木葡聚糖内转糖基酶(XET)催化木葡聚糖的转糖基化反应,木葡聚糖是主要的半纤维素聚合物,一直被认为介导细胞壁中纤维素微纤丝的交联,并被认为参与细胞壁松弛的调控。为了了解荔枝果实裂果与基因表达模式之间的关系,从荔枝果实中鉴定出三个XET基因,然后使用抗裂品种‘淮枝’和易裂品种‘糯米糍’,检测它们在不同发育阶段果皮和果肉组织中的表达谱。采用RT-PCR和RACE-PCR(cDNA末端快速扩增)方法,从膨大果实中分离出三个分别编码XET的全长cDNA,长度分别为1267、1095和1156 bp,分别命名为LcXET1、LcXET2和LcXET3。Northern杂交分析表明,在‘糯米糍’中,LcXET1 mRNA在花后59天的果肉组织中积累比在花后73天的果皮组织中早得多。然而,在‘淮枝’中,它在果皮和果肉组织中几乎同时出现(花后66天),这表明‘糯米糍’和‘淮枝’中LcXET1在果皮和果肉组织中的差异积累与果实裂果密切相关。在整个果实发育过程中,LcXET2 mRNA在果皮和果肉组织中均能检测到,但在果皮和果肉组织中呈现出差异积累模式。
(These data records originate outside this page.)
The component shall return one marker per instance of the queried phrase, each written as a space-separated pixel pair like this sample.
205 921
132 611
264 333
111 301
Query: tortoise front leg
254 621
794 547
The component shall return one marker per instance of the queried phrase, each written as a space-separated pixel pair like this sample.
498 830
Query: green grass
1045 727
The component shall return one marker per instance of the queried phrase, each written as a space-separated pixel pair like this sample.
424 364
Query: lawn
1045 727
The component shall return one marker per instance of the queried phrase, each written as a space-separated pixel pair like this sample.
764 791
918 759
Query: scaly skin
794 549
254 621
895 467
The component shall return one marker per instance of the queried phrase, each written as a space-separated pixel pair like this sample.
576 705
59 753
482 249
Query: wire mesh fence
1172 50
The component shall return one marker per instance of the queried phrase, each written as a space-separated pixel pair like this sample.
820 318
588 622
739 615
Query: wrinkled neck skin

在‘糯米糍’的果肉中,在‘糯米糍’快速膨大果实的花后59 - 73天可检测到强信号带,但在果皮组织中只能发现弱信号带。相反,在‘淮枝’果实的果皮和果肉组织中均能检测到中等信号带。此外,LcXET3在发育中的‘糯米糍’和‘淮枝’荔枝果实的果皮和果肉组织中均呈现组成型表达。此外,在荔枝的不同组织中观察到三个XET基因的差异表达模式,只有LcXET1是果实特异性的。为了进一步探讨LcXET在果实裂果中的作用,使用α-萘乙酸(NAA)处理‘糯米糍’以减少果实裂果。在NAA处理的果实中,LcXET1 mRNA在果皮中的积累增强,而LcXET2和LcXET3 mRNA在果肉组织中的积累增强。因此,与LcXET2和LcXET3相比,LcXET1更有可能在减少荔枝果实裂果中发挥作用。